“I remember when you couldn’t walk a block here alone at night, if you know what I mean,” Jonas Stein said into the mic at Turbo Fruits’ house show appearance Wednesday night. They played with The Gills—it was their album release party—and JAWWS, two enthusiastically chaotic, too-loud-for-the-living-room acts. The show, as Stein hinted, was in an up-and-coming neighborhood in a house that you’d expect to be a tad too small for the Nashville group (who have played for crowds both locally and around the national festival circuit), but the location was good for the modest hump day crowd.
JAWWS played first, followed by The Gills, and then Turbo Fruits. I caught the end of JAWWS’ set—the punk group made just the right amount of noise, even when standing in the front yard of the house. Though their sound was not exactly solidified enough to be immediately recognizable, it makes sense that they are on Infinity Cat, the same label as JEFF the Brotherhood and Diarrhea Planet. The Gills followed, with a fun and eclectic set that was both noisy and engaging, hinting at their up-and-coming status in small Nashville music circles.
Turbo Fruits went on last. Something that makes Turbo Fruits stick out from the other Nashville local acts, aside from their relative establishment in town—they’ve been around for nearly ten years—is their catchy, upbeat-meets-garage-rock tunes, some reminiscent of the simpler melodies behind old favorites from a bygone era of DIY classic rock. That fact was clearly evident on Wednesday night, and the group rocked out just as intensely and passionately as they have on larger stages for larger crowds.
Unfortunately, the small space was a little rough in terms of the acoustics—a lot of the noise drowned out the cohesive melodies that are normally evident in their tunes. Not that it mattered all that much, as the small crowd that was present was still engaged with the band throughout their set. Stein was an overwhelming energy, wildly rocking his guitar in the space. It’s easy to have fun at a Turbo Fruits show.

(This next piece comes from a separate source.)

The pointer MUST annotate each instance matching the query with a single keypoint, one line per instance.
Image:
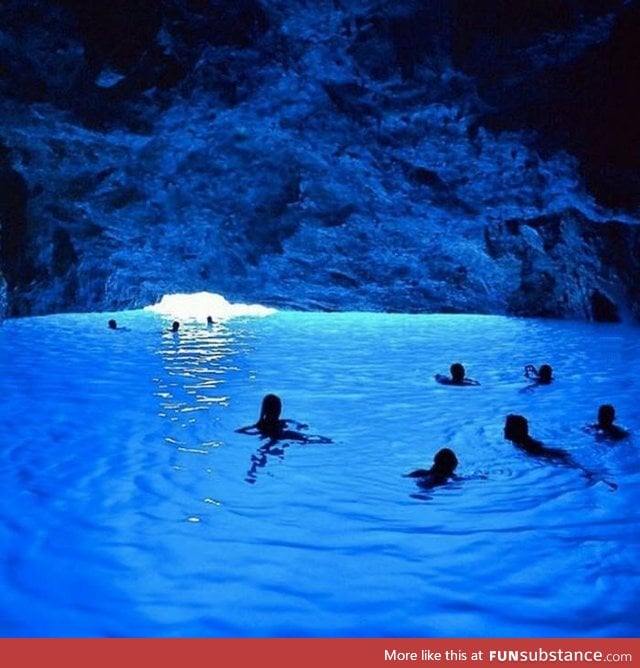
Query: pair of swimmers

What’s so unique about the house show scene in Nashville is that it hasn’t yet been trampled by the active professional music culture in the city—in fact, quite the opposite. And, of course, it tends to unite a wide variety of groups in a sometimes contrived and yet consistently effective way: devoted listeners and fans (often of the local college set), people looking for something fun to do, music groups that are working their way up, and groups that may be “Nashville famous” but have little to do on, say, a Wednesday night, but play for these fans. Turbo Fruits loosely falls into that last category, arguably being a well-known name in town and in small pockets of esoteric-minded music connoisseurs around the country.
Because of that, we can hopefully ensure that the rising popularity of Turbo Fruits (and the promising futures of both JAWWS and The Gills) will not deprive us of these intimate, more modest gatherings—which are often just as fun and even more engaging than the big-budget ones.